Table of Contents
Problem Statement
In the “Implement Two Stacks in an Array” problem we have to implement two stacks in an array such that, if the user wants to push an element in either of two stacks then there should not be an error till the array gets full.
Example
Push 5 into stack1. Push 10 into stack2. Push 15 into stack2. Push 11 into stack1. Push 7 into stack2. Popped element from stack1. Push 40 into stack2. Popped element from stack2.
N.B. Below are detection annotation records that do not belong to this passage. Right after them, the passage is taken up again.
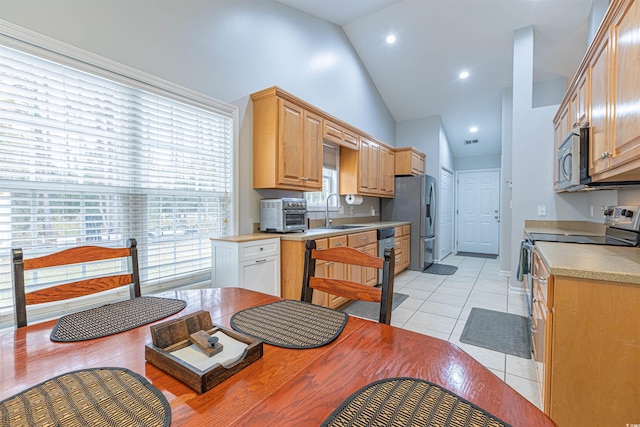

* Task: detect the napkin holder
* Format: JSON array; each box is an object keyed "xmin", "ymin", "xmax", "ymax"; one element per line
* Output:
[{"xmin": 144, "ymin": 310, "xmax": 262, "ymax": 393}]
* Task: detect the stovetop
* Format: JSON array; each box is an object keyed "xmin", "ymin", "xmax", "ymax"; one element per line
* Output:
[
  {"xmin": 529, "ymin": 206, "xmax": 640, "ymax": 246},
  {"xmin": 529, "ymin": 233, "xmax": 635, "ymax": 246}
]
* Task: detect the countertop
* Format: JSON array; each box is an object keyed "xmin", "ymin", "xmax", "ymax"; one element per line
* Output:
[
  {"xmin": 524, "ymin": 220, "xmax": 640, "ymax": 285},
  {"xmin": 536, "ymin": 242, "xmax": 640, "ymax": 285},
  {"xmin": 211, "ymin": 221, "xmax": 411, "ymax": 243},
  {"xmin": 524, "ymin": 220, "xmax": 606, "ymax": 236}
]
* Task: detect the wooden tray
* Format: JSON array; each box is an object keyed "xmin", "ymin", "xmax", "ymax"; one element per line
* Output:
[{"xmin": 144, "ymin": 310, "xmax": 262, "ymax": 393}]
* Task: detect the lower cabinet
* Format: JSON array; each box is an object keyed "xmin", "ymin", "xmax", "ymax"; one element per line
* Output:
[
  {"xmin": 532, "ymin": 249, "xmax": 640, "ymax": 427},
  {"xmin": 211, "ymin": 236, "xmax": 280, "ymax": 299}
]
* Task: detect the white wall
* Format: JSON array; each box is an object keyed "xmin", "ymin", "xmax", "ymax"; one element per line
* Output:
[
  {"xmin": 455, "ymin": 155, "xmax": 502, "ymax": 171},
  {"xmin": 0, "ymin": 0, "xmax": 395, "ymax": 233}
]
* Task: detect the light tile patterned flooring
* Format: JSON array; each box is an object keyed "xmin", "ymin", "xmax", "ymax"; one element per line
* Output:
[{"xmin": 391, "ymin": 254, "xmax": 541, "ymax": 408}]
Stack Overflow By element: 7 Popped element from stack1 is: 11 Stack Overflow By element: 40 Popped element from stack2 is: 15
Algorithm
The idea is to start two stacks from the extreme corners of the array. Both these stacks will grow towards each other, stack1 will start from the leftmost corner and stack2 will start from the rightmost corner of the array.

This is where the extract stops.